We consider the Schrodinger equation with a logarithmic nonlinearity and a repulsive harmonic potential. Depending on the parameters of the equation, the solution may or may not be dispersive. When dispersion occurs, it does with an exponential rate in time. To control this, we change the unknown function through a generalized lens transform. This approach neutralizes the possible boundary effects, and could be used in the case of the Schrodinger equation without potential. We then employ standard splitting methods on the new equation via a nonuniform grid, after the logarithmic nonlinearity has been regularized. We also discuss the case of a power nonlinearity and give some results concerning the error estimates of the first-order Lie-Trotter splitting method for both cases of nonlinearities. Finally extensive numerical experiments are reported to investigate the dynamics of the equations.

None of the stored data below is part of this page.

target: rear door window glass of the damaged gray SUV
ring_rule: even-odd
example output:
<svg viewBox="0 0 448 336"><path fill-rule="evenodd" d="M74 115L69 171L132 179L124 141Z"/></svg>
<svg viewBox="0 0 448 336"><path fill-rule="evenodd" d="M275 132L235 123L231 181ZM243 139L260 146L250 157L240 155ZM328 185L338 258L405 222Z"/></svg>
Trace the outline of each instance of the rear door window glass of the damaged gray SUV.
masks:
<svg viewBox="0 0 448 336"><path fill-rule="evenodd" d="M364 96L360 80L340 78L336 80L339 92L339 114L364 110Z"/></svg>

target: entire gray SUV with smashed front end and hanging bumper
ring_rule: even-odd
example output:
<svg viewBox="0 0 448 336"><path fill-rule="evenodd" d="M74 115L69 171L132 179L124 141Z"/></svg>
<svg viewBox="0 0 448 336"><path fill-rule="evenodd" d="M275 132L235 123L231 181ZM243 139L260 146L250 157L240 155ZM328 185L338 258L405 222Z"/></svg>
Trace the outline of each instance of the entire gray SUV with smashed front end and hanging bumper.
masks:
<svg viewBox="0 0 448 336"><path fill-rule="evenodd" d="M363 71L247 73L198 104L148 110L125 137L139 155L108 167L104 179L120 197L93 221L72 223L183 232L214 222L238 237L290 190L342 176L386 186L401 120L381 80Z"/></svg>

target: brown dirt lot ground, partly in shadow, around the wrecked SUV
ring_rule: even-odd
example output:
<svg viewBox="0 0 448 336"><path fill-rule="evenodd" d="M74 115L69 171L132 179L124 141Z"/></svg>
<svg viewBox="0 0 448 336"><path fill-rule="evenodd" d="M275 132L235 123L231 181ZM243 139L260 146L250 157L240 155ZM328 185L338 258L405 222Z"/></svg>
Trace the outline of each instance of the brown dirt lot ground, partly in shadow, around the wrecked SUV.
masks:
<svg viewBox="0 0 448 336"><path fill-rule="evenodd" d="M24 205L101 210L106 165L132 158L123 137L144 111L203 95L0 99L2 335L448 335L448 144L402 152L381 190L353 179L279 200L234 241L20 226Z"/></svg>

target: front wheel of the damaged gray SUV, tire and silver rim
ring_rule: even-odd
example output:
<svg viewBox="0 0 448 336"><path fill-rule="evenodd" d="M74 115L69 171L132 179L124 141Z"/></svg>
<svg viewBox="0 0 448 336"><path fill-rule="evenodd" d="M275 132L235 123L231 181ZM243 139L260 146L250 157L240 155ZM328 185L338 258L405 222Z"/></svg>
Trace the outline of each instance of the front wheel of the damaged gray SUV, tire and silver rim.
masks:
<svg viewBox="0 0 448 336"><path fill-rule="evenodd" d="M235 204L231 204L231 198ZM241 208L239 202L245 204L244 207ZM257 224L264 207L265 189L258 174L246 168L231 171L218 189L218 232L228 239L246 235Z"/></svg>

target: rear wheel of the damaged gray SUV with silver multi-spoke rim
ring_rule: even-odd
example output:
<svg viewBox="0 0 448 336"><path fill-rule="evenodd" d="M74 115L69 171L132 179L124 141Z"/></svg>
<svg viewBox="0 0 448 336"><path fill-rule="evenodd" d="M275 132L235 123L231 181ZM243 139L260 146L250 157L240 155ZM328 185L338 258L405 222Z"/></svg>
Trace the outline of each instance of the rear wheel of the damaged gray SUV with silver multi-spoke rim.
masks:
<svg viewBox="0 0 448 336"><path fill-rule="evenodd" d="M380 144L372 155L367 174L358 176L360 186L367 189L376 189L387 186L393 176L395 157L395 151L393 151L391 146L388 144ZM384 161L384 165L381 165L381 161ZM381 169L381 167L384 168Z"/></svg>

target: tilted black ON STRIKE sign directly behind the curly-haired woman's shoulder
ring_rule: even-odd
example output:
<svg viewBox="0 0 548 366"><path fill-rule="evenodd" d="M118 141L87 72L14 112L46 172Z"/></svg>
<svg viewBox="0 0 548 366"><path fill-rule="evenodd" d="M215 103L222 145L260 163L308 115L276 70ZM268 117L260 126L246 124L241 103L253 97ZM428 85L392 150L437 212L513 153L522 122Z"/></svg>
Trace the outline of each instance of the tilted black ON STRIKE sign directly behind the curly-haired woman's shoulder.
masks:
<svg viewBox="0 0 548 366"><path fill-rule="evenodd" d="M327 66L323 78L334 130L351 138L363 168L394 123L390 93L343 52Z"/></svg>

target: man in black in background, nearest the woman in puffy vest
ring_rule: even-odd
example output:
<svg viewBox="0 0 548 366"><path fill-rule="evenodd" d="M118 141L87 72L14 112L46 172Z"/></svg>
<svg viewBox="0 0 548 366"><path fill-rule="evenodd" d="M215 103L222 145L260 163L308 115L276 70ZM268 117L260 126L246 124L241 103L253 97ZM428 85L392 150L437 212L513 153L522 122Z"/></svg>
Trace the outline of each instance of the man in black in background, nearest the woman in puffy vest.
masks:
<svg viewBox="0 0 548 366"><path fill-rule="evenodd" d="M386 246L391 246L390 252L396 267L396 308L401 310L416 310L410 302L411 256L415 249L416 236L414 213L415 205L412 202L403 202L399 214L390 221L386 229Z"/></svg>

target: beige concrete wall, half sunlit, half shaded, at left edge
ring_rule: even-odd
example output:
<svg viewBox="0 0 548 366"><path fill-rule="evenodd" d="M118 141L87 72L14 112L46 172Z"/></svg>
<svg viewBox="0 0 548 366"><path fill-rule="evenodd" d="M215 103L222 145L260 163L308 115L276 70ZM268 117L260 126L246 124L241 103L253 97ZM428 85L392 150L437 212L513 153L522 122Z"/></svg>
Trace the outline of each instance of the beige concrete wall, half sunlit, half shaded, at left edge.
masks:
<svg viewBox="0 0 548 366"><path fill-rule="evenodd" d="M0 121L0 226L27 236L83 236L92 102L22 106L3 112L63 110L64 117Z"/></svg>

翻译：我们用对数非线性和令人厌恶的调和潜力来考虑施罗德宁格方程式。 取决于方程式的参数, 解决办法可能是分散的, 也可能不是分散的。 当分散发生时, 它会使用指数速度。 为了控制它, 我们通过一个通用的透镜变换来改变未知的函数。 这种方法可以排除可能的边界效应, 并且可以在施罗德因格方程式中毫无潜力地使用。 然后在对数非线性已经正规化之后, 我们再通过非统一格式格式对新方程式采用标准分解方法。 我们还讨论权力非线性的情况, 并给出一些结果, 说明对两种非线性情况下的利- 特拉特第一级分解法的错误估计。 最后报告了广泛的数字实验, 以调查方程式的动态 。